鳴き声
これはCさんの実家の話。
Cさんの実家は郊外の一軒家である。十数年前にそのあたり一帯で宅地開発が行われ、Cさんの住む地域には横並びに5軒の家が建てられた。
6年ほどして、Cさんの家の左隣の7人家族の家が引っ越して行き、左隣は二年ほど空き家だったという。
その後、左隣の引っ越してきたのは一組の老夫婦だった。前述したとおり、もともと左隣の家は7人家族が住んでいたので、なかなかの大きさがあったので老夫婦が越してきた時には二人には大きすぎるのではないかと周りの住人は心配していたが、その老夫婦はそんな心配は物ともせず、一回を居住空間にして、二階は趣味で小鳥を買う部屋にしていたようだった。
神経質だったCさんは初めは鳥の声が姦しくないかなどお心配していたが、よくよく考えてみれば、鳥は夜中は眠ってしまうので姦しく騒ぐなどということはなく、平和な日々が続いた。
それどころか、左隣の家の二階の窓から見える鳥かごに入った小鳥に癒されているほどだった。
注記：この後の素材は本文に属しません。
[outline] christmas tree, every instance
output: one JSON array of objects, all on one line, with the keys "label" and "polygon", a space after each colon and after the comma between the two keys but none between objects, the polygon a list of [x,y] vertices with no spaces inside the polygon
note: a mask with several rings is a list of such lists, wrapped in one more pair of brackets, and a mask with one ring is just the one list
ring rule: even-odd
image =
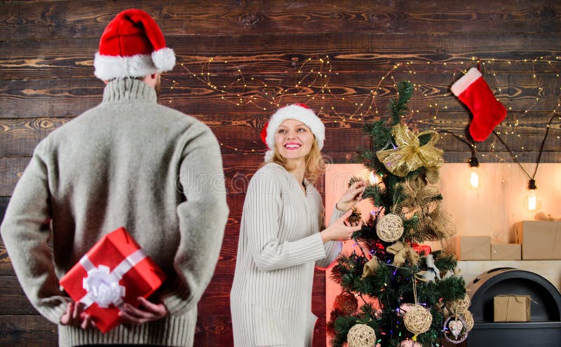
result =
[{"label": "christmas tree", "polygon": [[[358,158],[373,179],[363,197],[380,210],[353,235],[352,254],[332,269],[342,289],[327,324],[334,346],[458,344],[473,325],[465,283],[446,251],[456,232],[436,185],[443,164],[438,134],[414,134],[401,122],[412,94],[411,83],[399,83],[391,117],[364,128],[372,148],[360,149]],[[356,210],[352,216],[361,218]],[[419,245],[426,241],[440,241],[442,249],[431,252]]]}]

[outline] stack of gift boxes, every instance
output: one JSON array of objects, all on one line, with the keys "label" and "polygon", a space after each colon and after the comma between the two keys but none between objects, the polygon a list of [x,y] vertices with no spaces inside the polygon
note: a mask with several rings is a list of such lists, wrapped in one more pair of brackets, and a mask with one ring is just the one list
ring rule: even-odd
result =
[{"label": "stack of gift boxes", "polygon": [[[492,243],[490,236],[457,236],[459,260],[561,260],[561,222],[525,220],[515,225],[516,243]],[[494,298],[495,322],[528,322],[532,298],[505,293]]]}]

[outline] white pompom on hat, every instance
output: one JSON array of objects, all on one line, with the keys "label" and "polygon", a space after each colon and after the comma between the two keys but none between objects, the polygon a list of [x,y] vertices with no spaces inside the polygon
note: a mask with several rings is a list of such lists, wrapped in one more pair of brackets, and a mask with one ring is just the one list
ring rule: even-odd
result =
[{"label": "white pompom on hat", "polygon": [[142,10],[126,10],[102,34],[93,60],[95,76],[103,80],[142,77],[175,66],[173,50],[165,46],[161,30]]},{"label": "white pompom on hat", "polygon": [[273,158],[273,150],[275,148],[275,133],[277,128],[288,119],[293,119],[302,122],[310,128],[316,136],[318,148],[323,148],[323,141],[325,139],[325,127],[316,113],[304,104],[292,104],[277,110],[271,116],[261,132],[261,139],[267,146],[265,153],[265,161]]}]

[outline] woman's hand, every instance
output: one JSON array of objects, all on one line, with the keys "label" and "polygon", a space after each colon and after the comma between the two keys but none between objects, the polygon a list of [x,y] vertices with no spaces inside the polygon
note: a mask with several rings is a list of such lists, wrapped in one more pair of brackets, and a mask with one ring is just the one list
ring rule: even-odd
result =
[{"label": "woman's hand", "polygon": [[352,213],[351,210],[346,211],[339,219],[331,223],[327,229],[320,232],[324,243],[329,241],[348,240],[353,232],[358,232],[363,227],[362,220],[359,223],[351,223],[346,220]]},{"label": "woman's hand", "polygon": [[119,316],[123,323],[130,324],[143,324],[152,320],[157,320],[168,316],[168,309],[163,304],[154,304],[142,297],[138,297],[140,306],[134,307],[130,304],[125,304]]},{"label": "woman's hand", "polygon": [[335,206],[339,211],[350,210],[358,201],[362,200],[363,192],[366,189],[367,183],[365,180],[358,180],[349,187],[341,197],[341,199],[337,202]]},{"label": "woman's hand", "polygon": [[69,302],[66,306],[66,312],[60,317],[60,324],[80,327],[82,329],[93,327],[91,316],[84,312],[86,305],[81,302]]}]

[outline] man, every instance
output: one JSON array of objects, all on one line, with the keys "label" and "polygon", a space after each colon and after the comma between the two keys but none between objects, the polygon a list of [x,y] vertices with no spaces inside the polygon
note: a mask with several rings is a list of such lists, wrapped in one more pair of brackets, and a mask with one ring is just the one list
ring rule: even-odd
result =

それから数年して、老夫婦の旦那の方が亡くなった。喪が明けたころから、左隣の家はカーテンを閉め切るようになった。もちろん、鳥のさえずりも聞こえなくなったが、残りの四軒の中では奥さん一人で飼いきれなくなったから、どこかにやってしまったのだろうという話にが出回っていた。
それから数か月して、奥さんの方は引っ越していった。噂では介護施設に入居したらしかった。
引っ越しに際して、カーテンなどが取っ払われたが、二階の窓にはやはり鳥かごと鳥の姿はなかった。
それから、Cさんは数年実家を離れたが、最近実家にまた身を寄せているらしい。
風呂場が左隣の家に面しているそうだが、夜風呂に入っていると、鳥のさえずりが聞こえるのだという。